Capricharam na proteção
Com a morte de Pelágio II, foi eleito o papa Gregório I, que reviu as regras de seu antecessor e, para abrandar os céus e tentar “eliminar” a peste do ar, organizou uma série de procissões pelas ruas de Roma que culminaram em infecções e mortes aos montes. A ameaça invisível causava tanto medo, que nessa época também foram “vistos” anjos, serpentes e dragões.
Na baixa Idade Média, no século XIV, a peste voltou a dar as caras novamente – e para valer. Como não existia vacina, a Igreja prescrevia mais procissões. A população não satisfeita também partiu para tudo o que lhe dava na cabeça, como apostar em autoflagelos e punir judeus, ciganos, leprosos e quem mais pudesse servir de bode expiatório e pagar pelo mal.
O número de adeptos dessas práticas aumentou tanto que Clemente VI, papa entre 1342 e 1352, precisou intervir para contê-los e evitar ainda que se rebelassem contra as doutrinas santas.

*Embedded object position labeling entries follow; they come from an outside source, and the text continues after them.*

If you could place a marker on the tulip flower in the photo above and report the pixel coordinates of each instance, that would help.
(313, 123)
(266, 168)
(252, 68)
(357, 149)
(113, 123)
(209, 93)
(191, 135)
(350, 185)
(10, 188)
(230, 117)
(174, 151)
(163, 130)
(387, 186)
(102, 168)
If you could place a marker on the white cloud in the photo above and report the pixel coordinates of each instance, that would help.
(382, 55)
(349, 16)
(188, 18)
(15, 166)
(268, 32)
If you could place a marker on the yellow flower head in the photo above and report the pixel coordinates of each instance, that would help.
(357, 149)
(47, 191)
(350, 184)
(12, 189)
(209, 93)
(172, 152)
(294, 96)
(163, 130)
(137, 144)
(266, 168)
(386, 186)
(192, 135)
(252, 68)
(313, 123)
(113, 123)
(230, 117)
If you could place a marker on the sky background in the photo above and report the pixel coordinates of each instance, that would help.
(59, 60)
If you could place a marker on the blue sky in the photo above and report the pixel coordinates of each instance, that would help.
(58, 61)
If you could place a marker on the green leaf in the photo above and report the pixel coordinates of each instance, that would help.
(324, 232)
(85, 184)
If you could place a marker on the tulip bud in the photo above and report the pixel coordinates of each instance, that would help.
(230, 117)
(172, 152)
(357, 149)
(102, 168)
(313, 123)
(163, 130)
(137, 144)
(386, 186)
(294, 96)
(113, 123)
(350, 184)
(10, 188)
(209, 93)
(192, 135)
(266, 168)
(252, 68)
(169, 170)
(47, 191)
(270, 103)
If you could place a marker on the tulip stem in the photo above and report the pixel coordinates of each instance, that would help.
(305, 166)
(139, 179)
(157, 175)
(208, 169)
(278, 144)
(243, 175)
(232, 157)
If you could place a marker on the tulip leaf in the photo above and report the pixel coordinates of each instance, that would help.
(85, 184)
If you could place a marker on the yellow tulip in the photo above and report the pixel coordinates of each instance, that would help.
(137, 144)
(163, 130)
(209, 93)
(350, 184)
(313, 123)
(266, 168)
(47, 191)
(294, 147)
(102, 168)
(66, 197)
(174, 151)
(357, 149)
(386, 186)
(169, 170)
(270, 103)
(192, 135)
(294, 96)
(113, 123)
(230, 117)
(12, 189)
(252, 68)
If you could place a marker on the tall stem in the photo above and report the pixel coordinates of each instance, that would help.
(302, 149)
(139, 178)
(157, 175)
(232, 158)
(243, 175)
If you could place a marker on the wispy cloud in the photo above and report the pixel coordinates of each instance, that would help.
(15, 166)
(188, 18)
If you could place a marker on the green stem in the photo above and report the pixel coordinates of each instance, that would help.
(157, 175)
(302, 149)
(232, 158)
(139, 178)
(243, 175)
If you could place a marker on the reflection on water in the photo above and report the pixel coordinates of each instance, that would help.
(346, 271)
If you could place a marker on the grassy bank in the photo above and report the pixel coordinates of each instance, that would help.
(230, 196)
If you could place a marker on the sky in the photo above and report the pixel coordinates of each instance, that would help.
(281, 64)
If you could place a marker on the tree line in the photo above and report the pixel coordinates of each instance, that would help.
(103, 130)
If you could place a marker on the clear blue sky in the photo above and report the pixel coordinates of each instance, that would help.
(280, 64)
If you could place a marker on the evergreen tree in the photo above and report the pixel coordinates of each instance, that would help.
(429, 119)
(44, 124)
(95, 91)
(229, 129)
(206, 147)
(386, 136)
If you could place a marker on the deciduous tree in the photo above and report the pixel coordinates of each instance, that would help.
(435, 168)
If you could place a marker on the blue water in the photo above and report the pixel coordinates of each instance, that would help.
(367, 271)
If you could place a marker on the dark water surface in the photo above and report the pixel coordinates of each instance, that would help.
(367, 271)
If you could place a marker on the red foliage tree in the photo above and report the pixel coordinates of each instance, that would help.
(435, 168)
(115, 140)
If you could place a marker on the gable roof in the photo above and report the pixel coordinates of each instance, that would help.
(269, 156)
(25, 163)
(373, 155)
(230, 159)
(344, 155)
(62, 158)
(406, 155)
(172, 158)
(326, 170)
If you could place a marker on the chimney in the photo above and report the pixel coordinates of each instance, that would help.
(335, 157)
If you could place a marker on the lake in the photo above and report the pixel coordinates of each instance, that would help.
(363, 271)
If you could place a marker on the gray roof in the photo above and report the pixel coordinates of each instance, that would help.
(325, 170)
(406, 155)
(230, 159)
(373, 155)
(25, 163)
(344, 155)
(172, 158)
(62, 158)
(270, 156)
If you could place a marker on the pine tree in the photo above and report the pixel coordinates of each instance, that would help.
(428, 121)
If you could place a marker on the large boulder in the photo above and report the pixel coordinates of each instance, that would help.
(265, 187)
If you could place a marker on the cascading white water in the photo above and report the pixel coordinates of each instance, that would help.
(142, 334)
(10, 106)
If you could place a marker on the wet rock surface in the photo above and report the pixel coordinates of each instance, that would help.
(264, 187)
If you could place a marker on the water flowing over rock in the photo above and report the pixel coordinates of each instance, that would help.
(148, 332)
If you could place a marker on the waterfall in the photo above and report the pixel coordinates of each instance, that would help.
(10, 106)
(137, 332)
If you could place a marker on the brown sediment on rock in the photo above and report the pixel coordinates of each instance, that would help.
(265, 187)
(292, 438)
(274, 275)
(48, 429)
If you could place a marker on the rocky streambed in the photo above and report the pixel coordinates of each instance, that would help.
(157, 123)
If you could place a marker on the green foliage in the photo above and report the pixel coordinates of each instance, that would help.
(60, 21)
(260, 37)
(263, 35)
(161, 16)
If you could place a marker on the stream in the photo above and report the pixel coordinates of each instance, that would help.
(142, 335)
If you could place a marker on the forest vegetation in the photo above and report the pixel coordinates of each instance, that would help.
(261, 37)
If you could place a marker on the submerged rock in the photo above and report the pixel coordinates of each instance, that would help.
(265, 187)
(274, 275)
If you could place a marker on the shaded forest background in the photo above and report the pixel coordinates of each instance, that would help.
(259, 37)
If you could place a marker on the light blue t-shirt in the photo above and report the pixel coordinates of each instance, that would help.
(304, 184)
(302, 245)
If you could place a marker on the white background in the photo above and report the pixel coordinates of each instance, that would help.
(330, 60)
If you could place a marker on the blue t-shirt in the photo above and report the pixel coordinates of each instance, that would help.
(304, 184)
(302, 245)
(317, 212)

Quando a peste bateu à sua porta, o pontífice temendo pela própria vida, aceitou um conselho médico e se trancou em seus aposentos. Se rodeou com piras e bacias de óleo ardendo em chamas e depois se retirou para o campo, na região francesa de Avignon.
Fontes: Livros “L’influenza spagnola: La dimensione globale, il quadro nazionale e un caso locale”, de Francesco Cutolo; “Roman Plague of AD 590”, de George C. Kohn; “1348 - A Peste Negra”, de José Martino; “Saints & Sinners: A History of the Papas”, de Eamon Duffy; e documentário “A Peste Negra na Idade Média”, do History Channel.